Рин Олфейн вышел за стену только вместе со следующим ударом колокола. Вынужденное целительство вымотало его. Походка стала неуверенной, глаза закрывались, словно он не спал несколько дней, рука, лежавшая на рукояти меча, дрожала не переставая. Тонкий нос, широкий лоб с прилипшими прядями черных волос, чуть выдающиеся скулы, впалые щеки и крепкий подбородок покрывали уже не капли дождя, а пота. Парень остановился у пыточного столба, уперся в смоленое дерево лбом, вздрогнул от звона потревоженных кандалов, быстро нащупал что-то сквозь ткань на груди и с усилием выпрямился.
Главная городская стена осталась за спиной, впереди серели заборы и крыши приземистых домов Каменной слободы. Левее, к северо-западу торчал темный силуэт скособоченного здания, наводящий на мысли о заявленной цели ночного путешествия. Вдоль улиц, спешивших вниз по склону к окраинным башням внешней стены, бежали грязные ручьи, навстречу наползал мутный туман. Олфейн поднял глаза к небу, на котором, освобожденная от облаков, сияла половина луны, и неуверенно зашагал по скользкой мостовой.
Он свернул в последний проулок перед невысокой, пузатой башней. У костра, разожженного под ней, толпились стражники, забывшие о дозорах на стенах, но Рин не рискнул вновь сталкиваться со стражей и скрылся в темноте. Идти приходилось на ощупь, за глухими заборами недовольно ворчали собаки, но лаять не решались. Близость городской окраины угнетала даже их.
Наконец руки нащупали шершавую стену низкого дома.
– Кто там? – раздался приглушенный голос в ответ на осторожный стук.
– Это я, мастер Грейн, – ответил молодой Олфейн и вскоре уже сидел за потемневшим от времени столом.

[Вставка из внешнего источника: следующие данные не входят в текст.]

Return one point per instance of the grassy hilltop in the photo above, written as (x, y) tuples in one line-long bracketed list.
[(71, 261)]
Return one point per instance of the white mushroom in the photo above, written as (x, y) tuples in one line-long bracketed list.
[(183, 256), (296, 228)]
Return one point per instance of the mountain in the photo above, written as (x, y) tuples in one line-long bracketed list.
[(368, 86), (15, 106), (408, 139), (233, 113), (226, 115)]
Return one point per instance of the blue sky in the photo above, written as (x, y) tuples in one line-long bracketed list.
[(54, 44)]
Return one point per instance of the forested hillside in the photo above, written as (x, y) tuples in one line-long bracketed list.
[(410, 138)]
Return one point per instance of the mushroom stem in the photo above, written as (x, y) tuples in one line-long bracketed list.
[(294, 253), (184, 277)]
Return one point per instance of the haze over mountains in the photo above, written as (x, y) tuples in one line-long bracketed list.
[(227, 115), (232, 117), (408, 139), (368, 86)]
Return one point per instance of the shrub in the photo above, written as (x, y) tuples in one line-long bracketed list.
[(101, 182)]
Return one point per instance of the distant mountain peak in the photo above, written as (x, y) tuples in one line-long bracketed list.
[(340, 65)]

Колыхался в глиняной плошке язычок пламени, темнело в кубках перекисшее ягодное вино из Пущи. Мастер Грейн, сцепив сухие коричневые пальцы, смотрел на прикрывшего глаза гостя так, словно видел его в последний раз.
– Лица на тебе нет! – покачал головой старик. – Сдал прямо как и я…
– Нет, – вздрогнул Рин. – Да и ты – постарел слегка, не больше. Но не сдал. И я не сдам.
– Дурное дело ты задумал, маленький Олфейн, – пробормотал старик.
– Я не маленький, – расправил плечи Рин. – Я уже не был маленьким, когда заболел отец. Больше пяти лет я удерживал его на краю жизни, но хворь оказалась сильнее…
– Для меня ты навсегда останешься сопливым мальчишкой, – ухмыльнулся углом рта Грейн. – А уж хлопот было с тобой, маленький Олфейн! То ты на стальных мечах до срока рубился, потом раны залечивал да от изнеможения шатался. То по городской стене да по Водяной башне карабкался, что твоя огненная ящерица. Как шею себе не сломал, до сих пор удивляюсь! Вот и теперь дурное дело ты задумал. Не в том смысле, что постыдное, а неразумное. Никого ты не найдешь нынче ночью. Ни Хозяйки Погани, ни опекуна. Хозяйка, как говорили наши деды, или, как теперь талдычат храмовники, огненное дыхание Единого, людям вовсе не показывается и не показывалась никогда. А если кому и показывалась, так «счастливчики» от священного же пламени в пепел скорее всего заживо и обращались! Только ты не верь, парень, никому, что это Единый пламенем карает отступников и нечестивцев. Не верь.